IBD, which causes chronic intestinal inflammation, encompasses Crohn’s disease (CD), ulcerative colitis (UC), and IBD-unclassified (IBD-U).
The population-based cohort study included 85,006 patients with biopsy-confirmed IBD between 1969 and 2019, a matched reference group drawn from the general population and IBD-free siblings.
Covariates included country of birth, socioeconomic status, healthcare-seeking behavior, and cardiovascular-related comorbidities and medication use prior to the index date.
The primary outcome was incident overall stroke; secondary outcomes were incident ischemic and hemorrhagic stroke (including intracranial hemorrhage and subarachnoid hemorrhage).
During a median follow-up of about 12 years, there were 3720 incident strokes in IBD patients (incidence rate [IR] 32.6 per 10,000 person-years) compared with 15,599 in the reference individuals (IR, 27.7).
After multivariable adjustment, IBD patients were at increased risk for overall stroke (adjusted hazard ratio [aHR], 1.13; 95% CI, 1.08 – 1.17) and ischemic stroke (aHR, 1.14; 95% CI,1.09 – 1.18), but not hemorrhagic stroke (aHR, 1.06; 95%CI, 0.97 – 1.15).
The aHR for overall stroke remained increased even 25 years after diagnosis, corresponding to one additional stroke case per 93 IBD patients until then.
Individuals with different subtypes of IBD were also at significantly increased risk for overall stroke.
The sibling comparison also showed IBD patients had significantly higher risk for overall stroke and ischemic stroke but not hemorrhagic stroke.
In subgroup analyses, the aHR for overall stroke was higher in women (1.20, vs 1.06 in men), in those with younger onset IBD, and those diagnosed from 2010 to 2019.
These results along with earlier data “indicate that ischemic stroke is one of the most clinically important CVD-related outcomes in IBD patients” write the authors, who urged screening and management of stroke risk factors in IBD patients and development of relevant guidelines.
The study was conducted by Jiangwei Sun, PhD, Department of Medical Epidemiology and Biostatistics, Karolinska Institute, Stockholm, Sweden, and colleagues.

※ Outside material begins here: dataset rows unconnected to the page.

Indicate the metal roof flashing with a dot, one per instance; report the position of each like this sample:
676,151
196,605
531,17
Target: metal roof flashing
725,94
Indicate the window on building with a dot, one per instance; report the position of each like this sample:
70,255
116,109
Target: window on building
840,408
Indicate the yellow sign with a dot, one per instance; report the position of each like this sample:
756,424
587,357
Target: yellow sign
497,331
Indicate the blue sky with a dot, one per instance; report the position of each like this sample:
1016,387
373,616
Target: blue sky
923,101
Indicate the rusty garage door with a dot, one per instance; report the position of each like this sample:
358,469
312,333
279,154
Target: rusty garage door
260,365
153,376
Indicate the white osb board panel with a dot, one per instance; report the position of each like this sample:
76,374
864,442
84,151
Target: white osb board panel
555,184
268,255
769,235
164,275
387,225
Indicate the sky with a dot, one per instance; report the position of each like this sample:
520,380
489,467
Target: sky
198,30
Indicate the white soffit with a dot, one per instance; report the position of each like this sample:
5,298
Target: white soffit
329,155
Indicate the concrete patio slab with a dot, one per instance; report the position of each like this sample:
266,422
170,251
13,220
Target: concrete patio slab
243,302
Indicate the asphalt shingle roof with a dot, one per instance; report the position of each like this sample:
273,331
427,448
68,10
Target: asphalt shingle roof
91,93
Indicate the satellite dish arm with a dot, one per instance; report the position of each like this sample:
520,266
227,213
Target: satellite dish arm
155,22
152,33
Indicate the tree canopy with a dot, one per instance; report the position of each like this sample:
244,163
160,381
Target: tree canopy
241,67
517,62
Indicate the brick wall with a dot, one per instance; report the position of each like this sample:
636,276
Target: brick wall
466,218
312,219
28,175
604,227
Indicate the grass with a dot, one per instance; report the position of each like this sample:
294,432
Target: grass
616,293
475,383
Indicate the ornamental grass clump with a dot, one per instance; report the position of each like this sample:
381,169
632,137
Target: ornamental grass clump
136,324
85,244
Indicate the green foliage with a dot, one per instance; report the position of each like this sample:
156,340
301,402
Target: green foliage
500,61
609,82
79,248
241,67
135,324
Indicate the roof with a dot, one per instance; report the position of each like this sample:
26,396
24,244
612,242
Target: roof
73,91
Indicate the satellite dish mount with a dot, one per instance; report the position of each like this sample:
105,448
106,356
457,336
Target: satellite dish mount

It was published online June 14 in the journal Neurology.
The matched references may have included patients with undiagnosed stroke, which may dilute the real association. Changes in the diagnostic criteria for IBD and stroke over the study period may affect the associations. The study lacked complete data on all protective and stroke risk factors, such as diet and other lifestyle factors, that may confound the association, and data on inflammatory markers.
This study was supported by the Swedish Research Council. Several authors declared relationships with industry. The full list can be found with the original article.